Yalnızca onlar izin verirlerse bakılmalıdır bu gökyüzüne.
Kadın herkese açık tutarsa kapılarını o gökyüzü olmaktan çıkar sağanak yağmur misali yağar tüm erkeklerin üzerine. Yağmur damlalarından binlerce tane vardır ya o kadında o damlalardan bir tanesi olu verir ve bilirsin, yağmur damlaları yere düşene kadar güzeldir izlemesi,
kimse yere düşen damlaları izlemeye devam etmez.
Dedikleri gibi kadın ve erkek eşittir ancak unuttukları bir şey var eşitlik her zaman adalet demek değildir.
Bir erkeğin canice yaptıklarını bir kadın istesede yapamaz.
Bir gül bahçesi düşün herkes o güllerin güzelliğine bakıyor ancak içlerinden biri gülü kökünden koparıp koklamaya başlıyor, sırf dikenleri eline battığı için gövdesini kesi veriyor.

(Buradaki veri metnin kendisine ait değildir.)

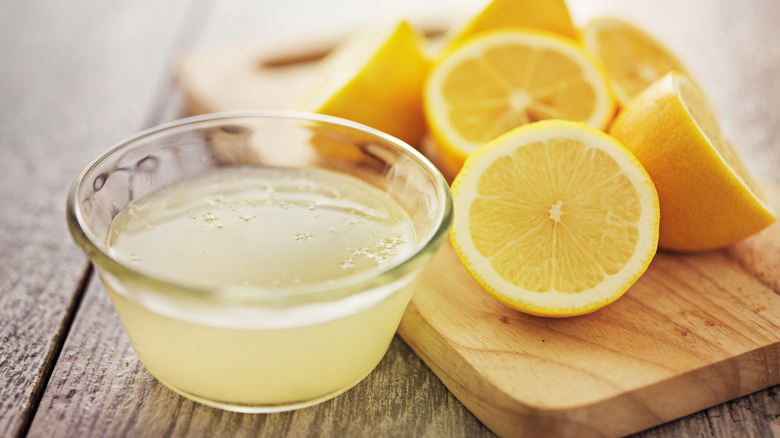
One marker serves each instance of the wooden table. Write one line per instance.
(78, 76)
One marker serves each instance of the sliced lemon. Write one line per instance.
(708, 197)
(503, 79)
(555, 218)
(375, 77)
(549, 15)
(632, 58)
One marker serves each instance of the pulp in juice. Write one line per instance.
(281, 233)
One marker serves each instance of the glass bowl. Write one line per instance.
(191, 227)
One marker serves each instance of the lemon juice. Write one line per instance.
(265, 238)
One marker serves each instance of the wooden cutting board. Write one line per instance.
(694, 331)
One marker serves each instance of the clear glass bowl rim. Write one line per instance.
(426, 245)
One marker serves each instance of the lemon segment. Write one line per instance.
(507, 78)
(548, 15)
(375, 77)
(708, 197)
(632, 58)
(555, 218)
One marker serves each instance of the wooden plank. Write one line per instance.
(74, 80)
(695, 331)
(90, 393)
(100, 388)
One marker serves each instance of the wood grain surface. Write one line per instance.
(695, 331)
(79, 76)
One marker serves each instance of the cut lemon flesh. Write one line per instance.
(549, 15)
(504, 79)
(375, 77)
(632, 58)
(708, 197)
(555, 218)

Baş ucunda tutmak için evine götürüp yatağının ucundaki sehpaya bırakı veriyor,her gün kalkıp gülü kokluyor ancak zamanla gül kokusunu kaybediyor ve yaprakları solduktan sonra kurumaya başlıyor, solan, kokmayan bir gülü kim neden istesin ki, solan gül çöp kutusuna atılır ve çöplerle birlikte yakılır ,geriye ne mi kaldı,
bir gülün daha yok olmasına neden olmasına rağmen hayatına olduğu gibi devam eden insanoğlundan başka hiçbir şey kalmadı.

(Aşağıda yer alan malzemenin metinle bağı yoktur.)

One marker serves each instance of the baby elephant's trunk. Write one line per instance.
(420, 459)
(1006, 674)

Işte böyle kendi elleriyle yok ettikleri her şeyin hayattaki değerinide yok ederler.
Hiç kimse guvenilir değildir ;seni koklamak için deger verdiğini gösterir sonrada seni yok ederler ışte.
insanoğluna sakın güvenme küçüğüm. Ben şimdi varım peki ya sonra birgün aniden bende yok olursam yalnız başına kalacaksın sana yardım edebilecek kimse olmayacak."